We are not done yet with this 44-page Bill of oppression. In its section 24, the Bill empowers every enforcement officer to apprehend and take any person suffering from any infectious disease that is found on any street or public place, to a hospital. You must by now be wondering how many diseases are infectious, as if you are found to be coughing on the street or in the bank, you are to be arrested immediately. Those burdened with HIV, tuberculosis, hepatitis, chicken pox or such other infectious diseases are by this provision expected to stay at home forever and not venture to attend any public event or even move on the street. Perhaps the most worrisome provision of the Bill is section 24 thereof, which empowers any enforcement officer to secure an order of court to destroy any building in which a case of infectious disease has occurred. The mode of obtaining the order is not stated; whether it will be ex-parte or on notice, only the House of Representatives can tell. Section 43 of the Constitution provides that every citizen shall have the right to acquire and own immovable property anywhere in Nigeria and section 44 prohibits compulsory acquisition of property without following due process. If you cannot acquire my property compulsorily, where then do you derive the power to demolish it? The other issue from this illegal provision is that of double jeopardy, for a person who is afflicted with an infectious disease, arrested and forced to undergo treatment and if God spares his life to survive it, he leaves the hospital only to discover that his house has been demolished.
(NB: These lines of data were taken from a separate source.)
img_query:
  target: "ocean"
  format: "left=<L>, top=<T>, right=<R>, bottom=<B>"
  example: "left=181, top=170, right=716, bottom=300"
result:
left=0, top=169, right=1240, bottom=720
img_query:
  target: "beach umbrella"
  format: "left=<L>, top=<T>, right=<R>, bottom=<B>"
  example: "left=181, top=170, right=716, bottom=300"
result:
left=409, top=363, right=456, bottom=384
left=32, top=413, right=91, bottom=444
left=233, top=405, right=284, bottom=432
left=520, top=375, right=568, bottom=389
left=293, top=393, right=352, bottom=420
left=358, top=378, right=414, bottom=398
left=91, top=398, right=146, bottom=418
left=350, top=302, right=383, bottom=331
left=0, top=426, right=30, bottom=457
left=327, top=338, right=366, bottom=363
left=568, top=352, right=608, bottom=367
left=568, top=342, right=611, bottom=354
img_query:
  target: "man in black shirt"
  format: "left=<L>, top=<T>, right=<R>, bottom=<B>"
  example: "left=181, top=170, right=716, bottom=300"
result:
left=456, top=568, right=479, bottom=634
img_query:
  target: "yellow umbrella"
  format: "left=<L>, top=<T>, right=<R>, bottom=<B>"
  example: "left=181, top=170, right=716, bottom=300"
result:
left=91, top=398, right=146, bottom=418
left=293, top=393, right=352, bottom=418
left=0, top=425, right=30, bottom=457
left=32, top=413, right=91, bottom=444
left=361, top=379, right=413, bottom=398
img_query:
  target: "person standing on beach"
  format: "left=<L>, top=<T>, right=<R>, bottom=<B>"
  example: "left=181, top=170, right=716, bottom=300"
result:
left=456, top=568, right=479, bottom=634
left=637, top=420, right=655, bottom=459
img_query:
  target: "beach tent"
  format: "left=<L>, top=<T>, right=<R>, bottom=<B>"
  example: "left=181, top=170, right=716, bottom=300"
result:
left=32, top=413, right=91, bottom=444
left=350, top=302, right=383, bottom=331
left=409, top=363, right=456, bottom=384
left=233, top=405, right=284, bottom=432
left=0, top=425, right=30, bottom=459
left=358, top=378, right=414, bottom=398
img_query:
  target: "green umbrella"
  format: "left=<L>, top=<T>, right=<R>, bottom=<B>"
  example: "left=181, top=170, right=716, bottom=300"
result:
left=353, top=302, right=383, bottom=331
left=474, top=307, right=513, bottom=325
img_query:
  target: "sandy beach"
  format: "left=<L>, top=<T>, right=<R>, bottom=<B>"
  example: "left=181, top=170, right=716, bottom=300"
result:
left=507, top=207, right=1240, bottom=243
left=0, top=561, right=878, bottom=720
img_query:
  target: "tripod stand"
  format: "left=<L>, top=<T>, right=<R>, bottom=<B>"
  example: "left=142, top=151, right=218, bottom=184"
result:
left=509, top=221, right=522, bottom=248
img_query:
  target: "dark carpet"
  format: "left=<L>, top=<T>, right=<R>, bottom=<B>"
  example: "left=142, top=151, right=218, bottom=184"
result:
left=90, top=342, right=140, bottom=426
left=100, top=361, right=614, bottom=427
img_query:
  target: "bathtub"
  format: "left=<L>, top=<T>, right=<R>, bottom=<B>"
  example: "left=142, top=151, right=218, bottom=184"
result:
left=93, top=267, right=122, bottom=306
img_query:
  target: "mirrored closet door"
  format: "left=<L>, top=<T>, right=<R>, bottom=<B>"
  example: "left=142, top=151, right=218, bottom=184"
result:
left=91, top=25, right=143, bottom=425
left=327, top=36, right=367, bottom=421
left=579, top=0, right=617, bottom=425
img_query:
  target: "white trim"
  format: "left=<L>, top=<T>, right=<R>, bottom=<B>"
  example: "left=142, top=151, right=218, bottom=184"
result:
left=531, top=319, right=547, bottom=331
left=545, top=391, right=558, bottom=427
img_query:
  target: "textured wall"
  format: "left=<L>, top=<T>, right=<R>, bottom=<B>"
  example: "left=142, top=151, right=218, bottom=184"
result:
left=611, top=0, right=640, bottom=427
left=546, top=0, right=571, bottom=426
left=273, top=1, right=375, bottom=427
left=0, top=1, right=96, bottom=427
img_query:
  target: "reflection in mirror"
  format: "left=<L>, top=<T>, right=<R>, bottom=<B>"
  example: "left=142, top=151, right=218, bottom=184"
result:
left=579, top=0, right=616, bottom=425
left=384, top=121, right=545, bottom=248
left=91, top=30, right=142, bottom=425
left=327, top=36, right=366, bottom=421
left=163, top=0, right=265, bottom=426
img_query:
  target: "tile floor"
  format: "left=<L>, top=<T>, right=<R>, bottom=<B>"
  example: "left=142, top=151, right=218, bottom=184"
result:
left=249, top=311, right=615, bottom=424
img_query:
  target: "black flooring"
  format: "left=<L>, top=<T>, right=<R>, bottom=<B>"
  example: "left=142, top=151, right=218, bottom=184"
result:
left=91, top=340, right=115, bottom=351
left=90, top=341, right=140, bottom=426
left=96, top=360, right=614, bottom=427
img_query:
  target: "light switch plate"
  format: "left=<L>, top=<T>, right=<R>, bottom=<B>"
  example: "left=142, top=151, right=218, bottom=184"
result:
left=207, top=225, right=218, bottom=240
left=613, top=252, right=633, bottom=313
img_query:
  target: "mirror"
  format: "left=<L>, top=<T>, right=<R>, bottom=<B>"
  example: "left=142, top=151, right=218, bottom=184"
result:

There is also section 71 of the Bill, which states that the DG and his officers under him cannot he held liable for anything done or omitted to be done in the execution or purported execution of the Bill. In modern-day Nigeria? Indeed, the House of Representatives can at times become overly pedestrian, to donate to the DG an express immunity and to clothe him with the garb of an emperor who can do no wrong. There is yet another offensive provision of the Bill that grants the Minister express power of waiver in respect of any matter whatsoever. In my view, there is no need to conduct a public hearing on this Infectious Diseases Bill that got itself infected with too many infractions of the Constitution, as virtually all fundamental rights granted to citizens under Chapter IV of the Constitution have been taken away, leaving us castrated and unprotected. The House of Representatives will do well to discard this odious and ill-conceived legislation. I do not share the view at all that there is any ulterior motive behind this Bill, but rather that it is a product of legislative exuberance, which can indeed be pardoned as part of the trauma of COVID-19. That House was progressive when it abolished the estimate billing regime of the electricity companies, it should continue in that path and remain on the side of Nigerians, because a Bill infected with manifest illegalities should not be the tool for the prevention of infectious diseases.

*Adegboruwa (SAN) writes from Lekki, Lagos.